In 2013, during the third summer since the earthquake, the coastal area of Minamisoma City, Fukushima, which was affected by the tsunami, was filled with flowers named “Monochoria Korsakowii” in bloom. This flower is a rare native plant that has been classified as an endangered species type 2 by the Japanese Ministry of Environment. The flower had disappeared because of costal land reclamation activities by humans, but it has come back to life after the tsunami. It was chased out by people, but came back when people were gone. The innocent blue flowers embrace the ruthless laws of nature. ‘Won’t you try arranging these flowers?’ That invitation led me into long travels in Fukushima after the earthquake, continuing to this day. I have arranged many flowers. Flowers were blooming, as is natural, in the tsunami-affected areas, abandoned buildings, in the corners of a ghost town, and on the hill where one can view the nuclear power plant that interspersed radioactive substance…. In them was both the sorrow of losing things, and the hope that life still goes on. The beautiful flowers seemed to be like pictures in the minds of those who survived the catastrophe. Looking back, this act may have been my prayer for the destroyed land and lost lives. This is now the sixth spring since the earthquake. Flowers bloom again in Fukushima, where the reconstruction is still far from being completed. The sight of those who only look ahead does not catch these flowers. They cannot hear the flowers’ voice. I hope that they stop for a while, and look down at the flowers, and listen.
– Atsunobu Katagiri

A flower arrangement artist born in 1973 in Osaka. In 1997, aged just 24, he succeeded to the professional name of master of the Misasagi ikebana school in Sakai City, Osaka. His arrangement style varies from the traditional to contemporary art, and he has worked on many collaborative projects with artists in other genres. His work employs various plants from small wild grasses to his longstanding theme, the large installation with cherry trees, exploring elements of animism, one of the originating sources of flower arrangement.
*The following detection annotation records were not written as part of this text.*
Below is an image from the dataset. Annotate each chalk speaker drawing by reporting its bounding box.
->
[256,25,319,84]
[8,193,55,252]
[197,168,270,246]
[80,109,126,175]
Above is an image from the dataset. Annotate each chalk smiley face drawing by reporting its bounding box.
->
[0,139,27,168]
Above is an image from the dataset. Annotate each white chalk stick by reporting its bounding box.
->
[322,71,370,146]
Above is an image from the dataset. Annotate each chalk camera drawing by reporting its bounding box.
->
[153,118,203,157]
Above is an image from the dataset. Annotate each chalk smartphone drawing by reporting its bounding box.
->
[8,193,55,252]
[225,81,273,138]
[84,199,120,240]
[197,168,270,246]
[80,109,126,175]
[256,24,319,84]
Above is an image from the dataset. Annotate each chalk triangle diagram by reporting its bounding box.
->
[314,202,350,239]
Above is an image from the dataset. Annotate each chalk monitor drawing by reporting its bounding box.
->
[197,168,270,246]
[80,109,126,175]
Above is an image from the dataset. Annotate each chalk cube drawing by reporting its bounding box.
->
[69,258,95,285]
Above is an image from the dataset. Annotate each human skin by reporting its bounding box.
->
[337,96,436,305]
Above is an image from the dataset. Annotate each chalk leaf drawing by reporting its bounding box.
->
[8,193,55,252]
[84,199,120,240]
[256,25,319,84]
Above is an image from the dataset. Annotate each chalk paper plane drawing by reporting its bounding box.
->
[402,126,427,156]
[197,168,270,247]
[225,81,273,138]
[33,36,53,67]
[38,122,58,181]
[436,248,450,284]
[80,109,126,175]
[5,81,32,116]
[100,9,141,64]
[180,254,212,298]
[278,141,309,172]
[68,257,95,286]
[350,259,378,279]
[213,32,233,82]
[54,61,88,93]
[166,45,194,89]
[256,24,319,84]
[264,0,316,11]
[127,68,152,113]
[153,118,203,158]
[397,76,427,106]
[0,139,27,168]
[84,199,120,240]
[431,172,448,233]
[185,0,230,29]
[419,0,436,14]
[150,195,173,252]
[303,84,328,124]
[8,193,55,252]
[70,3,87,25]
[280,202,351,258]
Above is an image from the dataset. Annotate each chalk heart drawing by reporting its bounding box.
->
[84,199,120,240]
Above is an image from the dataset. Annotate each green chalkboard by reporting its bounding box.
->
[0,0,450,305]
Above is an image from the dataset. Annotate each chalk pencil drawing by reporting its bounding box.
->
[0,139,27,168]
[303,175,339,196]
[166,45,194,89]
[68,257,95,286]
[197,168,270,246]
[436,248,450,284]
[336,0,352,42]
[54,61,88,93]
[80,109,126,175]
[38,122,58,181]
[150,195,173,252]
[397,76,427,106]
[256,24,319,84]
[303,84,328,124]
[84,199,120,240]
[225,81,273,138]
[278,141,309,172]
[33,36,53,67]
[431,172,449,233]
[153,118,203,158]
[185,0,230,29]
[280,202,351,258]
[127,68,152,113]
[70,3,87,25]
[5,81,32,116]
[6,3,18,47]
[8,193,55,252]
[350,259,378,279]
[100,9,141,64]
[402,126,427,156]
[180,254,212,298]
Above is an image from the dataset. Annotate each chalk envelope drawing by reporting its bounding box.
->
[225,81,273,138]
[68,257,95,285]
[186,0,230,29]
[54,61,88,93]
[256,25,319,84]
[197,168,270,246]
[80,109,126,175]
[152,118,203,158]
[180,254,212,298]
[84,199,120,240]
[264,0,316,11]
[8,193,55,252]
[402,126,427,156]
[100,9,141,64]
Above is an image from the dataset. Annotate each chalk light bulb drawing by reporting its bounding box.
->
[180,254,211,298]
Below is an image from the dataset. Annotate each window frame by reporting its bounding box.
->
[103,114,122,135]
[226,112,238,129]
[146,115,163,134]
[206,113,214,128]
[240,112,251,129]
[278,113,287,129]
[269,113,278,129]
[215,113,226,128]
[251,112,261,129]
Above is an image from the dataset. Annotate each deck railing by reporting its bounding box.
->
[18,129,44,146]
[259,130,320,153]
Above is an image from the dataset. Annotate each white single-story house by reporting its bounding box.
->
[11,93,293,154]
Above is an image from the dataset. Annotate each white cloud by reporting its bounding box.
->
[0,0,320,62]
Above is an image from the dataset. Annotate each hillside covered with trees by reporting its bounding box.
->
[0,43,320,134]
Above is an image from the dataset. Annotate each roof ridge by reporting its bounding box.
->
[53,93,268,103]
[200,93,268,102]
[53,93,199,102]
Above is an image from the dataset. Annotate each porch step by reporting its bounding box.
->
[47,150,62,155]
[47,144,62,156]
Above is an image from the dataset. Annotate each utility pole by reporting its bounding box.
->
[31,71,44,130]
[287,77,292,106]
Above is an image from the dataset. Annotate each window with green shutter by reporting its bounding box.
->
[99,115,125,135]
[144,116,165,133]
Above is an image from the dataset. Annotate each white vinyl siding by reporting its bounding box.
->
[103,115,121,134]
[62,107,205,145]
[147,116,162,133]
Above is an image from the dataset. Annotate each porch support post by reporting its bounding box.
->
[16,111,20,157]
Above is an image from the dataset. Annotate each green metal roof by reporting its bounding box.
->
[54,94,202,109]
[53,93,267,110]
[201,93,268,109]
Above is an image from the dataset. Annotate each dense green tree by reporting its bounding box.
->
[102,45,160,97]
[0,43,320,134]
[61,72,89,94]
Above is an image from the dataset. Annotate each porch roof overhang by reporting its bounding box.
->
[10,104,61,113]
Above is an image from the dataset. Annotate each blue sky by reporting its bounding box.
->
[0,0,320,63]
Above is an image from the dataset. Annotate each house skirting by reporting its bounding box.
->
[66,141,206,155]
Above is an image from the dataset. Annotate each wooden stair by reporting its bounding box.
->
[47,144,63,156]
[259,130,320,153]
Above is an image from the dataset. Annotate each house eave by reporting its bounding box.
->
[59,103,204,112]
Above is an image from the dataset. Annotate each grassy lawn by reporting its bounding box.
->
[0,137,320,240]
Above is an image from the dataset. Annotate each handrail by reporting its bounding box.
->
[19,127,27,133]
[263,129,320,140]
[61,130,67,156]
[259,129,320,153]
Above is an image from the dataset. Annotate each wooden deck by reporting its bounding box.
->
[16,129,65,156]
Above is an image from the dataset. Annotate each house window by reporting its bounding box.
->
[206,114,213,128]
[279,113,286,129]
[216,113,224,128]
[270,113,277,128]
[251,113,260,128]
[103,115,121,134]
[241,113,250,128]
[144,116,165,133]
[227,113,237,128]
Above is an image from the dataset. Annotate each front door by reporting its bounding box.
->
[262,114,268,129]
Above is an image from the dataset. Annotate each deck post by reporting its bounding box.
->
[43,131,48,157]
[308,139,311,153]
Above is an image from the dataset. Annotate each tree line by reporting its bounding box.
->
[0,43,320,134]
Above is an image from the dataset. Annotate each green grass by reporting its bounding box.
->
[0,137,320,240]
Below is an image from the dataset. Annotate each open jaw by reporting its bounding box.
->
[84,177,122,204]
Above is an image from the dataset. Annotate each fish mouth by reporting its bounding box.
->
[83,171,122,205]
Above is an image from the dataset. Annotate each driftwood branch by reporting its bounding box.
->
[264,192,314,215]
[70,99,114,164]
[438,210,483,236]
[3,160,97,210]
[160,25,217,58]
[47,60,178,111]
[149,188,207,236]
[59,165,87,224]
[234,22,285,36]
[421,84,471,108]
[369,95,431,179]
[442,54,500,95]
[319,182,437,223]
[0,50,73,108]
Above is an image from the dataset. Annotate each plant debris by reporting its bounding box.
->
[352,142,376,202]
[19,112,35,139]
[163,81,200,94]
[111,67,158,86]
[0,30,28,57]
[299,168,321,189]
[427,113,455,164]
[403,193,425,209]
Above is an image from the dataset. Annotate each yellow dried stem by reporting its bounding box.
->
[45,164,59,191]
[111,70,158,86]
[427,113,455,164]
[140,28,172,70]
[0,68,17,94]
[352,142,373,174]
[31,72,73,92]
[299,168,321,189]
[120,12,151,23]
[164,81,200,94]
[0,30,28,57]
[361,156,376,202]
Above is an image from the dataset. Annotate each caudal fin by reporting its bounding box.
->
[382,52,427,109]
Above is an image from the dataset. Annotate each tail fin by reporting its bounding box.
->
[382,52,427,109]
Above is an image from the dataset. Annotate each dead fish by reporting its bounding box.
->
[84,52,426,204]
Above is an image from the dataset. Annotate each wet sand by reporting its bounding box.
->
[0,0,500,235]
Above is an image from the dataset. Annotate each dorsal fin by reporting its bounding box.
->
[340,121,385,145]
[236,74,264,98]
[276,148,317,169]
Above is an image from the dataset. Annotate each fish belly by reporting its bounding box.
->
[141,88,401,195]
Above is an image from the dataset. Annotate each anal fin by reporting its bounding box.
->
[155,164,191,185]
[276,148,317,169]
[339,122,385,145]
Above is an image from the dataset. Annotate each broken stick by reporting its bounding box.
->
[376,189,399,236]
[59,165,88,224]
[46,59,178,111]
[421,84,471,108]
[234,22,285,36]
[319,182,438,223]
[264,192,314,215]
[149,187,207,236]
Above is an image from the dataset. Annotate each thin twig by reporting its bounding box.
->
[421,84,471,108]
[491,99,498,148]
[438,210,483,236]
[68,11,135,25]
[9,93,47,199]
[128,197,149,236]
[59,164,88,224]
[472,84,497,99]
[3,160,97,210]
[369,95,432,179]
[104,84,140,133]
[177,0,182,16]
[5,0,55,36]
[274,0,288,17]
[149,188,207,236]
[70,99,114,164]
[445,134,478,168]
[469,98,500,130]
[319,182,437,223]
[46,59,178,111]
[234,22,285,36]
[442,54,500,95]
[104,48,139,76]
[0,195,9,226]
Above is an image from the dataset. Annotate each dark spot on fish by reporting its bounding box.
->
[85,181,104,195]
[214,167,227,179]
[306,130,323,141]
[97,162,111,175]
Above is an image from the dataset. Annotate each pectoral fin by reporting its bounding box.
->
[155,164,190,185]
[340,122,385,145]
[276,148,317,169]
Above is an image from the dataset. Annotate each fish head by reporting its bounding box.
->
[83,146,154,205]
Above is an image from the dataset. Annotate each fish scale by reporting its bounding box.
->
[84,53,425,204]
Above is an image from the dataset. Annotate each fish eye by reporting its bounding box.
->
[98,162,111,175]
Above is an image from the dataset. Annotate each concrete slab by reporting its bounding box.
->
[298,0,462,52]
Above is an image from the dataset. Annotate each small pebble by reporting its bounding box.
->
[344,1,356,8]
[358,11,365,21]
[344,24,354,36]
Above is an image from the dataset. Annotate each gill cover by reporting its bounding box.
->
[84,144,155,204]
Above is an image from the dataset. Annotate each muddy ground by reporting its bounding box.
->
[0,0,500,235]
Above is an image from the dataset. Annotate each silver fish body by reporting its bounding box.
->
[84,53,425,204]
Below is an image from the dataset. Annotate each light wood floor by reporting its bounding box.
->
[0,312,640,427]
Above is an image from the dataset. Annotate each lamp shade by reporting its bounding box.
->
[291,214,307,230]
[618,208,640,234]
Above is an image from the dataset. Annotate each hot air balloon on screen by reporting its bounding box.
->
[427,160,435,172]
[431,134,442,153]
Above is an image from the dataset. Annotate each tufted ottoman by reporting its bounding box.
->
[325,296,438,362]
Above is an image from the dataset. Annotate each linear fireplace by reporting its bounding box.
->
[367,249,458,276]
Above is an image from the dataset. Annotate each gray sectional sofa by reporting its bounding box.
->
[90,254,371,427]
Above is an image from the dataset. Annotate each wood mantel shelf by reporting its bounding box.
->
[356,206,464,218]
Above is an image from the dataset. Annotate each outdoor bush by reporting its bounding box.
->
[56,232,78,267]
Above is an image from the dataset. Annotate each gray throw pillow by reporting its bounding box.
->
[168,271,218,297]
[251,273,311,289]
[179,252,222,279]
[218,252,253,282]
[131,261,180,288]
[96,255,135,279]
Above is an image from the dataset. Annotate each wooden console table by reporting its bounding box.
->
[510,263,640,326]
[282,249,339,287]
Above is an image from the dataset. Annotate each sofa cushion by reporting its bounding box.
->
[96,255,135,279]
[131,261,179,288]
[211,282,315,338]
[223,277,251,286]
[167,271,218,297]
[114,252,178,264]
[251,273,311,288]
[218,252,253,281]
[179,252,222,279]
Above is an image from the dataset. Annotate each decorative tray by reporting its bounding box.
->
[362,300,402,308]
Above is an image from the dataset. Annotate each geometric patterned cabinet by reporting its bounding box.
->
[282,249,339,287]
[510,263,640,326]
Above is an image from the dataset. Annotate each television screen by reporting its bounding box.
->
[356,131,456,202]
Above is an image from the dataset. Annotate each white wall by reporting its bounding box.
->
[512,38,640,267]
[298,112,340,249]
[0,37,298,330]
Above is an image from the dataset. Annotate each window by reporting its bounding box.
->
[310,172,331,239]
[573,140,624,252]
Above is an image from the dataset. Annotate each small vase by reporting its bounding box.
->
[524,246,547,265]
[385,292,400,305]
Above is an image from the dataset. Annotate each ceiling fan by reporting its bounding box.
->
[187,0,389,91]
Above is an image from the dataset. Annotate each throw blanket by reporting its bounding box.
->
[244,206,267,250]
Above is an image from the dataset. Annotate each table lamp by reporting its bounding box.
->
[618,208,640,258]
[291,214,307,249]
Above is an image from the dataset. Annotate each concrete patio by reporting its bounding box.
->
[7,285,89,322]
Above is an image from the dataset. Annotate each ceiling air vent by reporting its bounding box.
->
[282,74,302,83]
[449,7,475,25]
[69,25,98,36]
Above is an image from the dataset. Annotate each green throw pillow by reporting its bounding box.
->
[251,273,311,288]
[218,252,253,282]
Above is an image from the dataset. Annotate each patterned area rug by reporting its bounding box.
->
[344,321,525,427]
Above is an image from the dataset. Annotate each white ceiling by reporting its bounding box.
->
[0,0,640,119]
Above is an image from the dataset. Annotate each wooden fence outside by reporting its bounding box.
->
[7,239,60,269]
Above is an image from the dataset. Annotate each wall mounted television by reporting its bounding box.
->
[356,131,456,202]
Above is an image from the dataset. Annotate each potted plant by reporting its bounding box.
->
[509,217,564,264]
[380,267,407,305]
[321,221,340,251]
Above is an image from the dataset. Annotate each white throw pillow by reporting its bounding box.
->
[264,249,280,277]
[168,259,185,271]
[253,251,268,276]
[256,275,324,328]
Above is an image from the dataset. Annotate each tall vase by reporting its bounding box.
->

He has stayed in Minamisoma city, Fukushima as an invited artist for the “Hama-dori, Naka-dori, & Aizu Tri-Regional Culture Collaboration Project” organized by the government’s Agency of Cultural Affairs since 2013, and has created numerous works. His book Sacrifice: The Ikebana of Regeneration, Offered to the Future (published by SEIGENSHA ART Publishing,Inc.) has been released as the documentation of the project.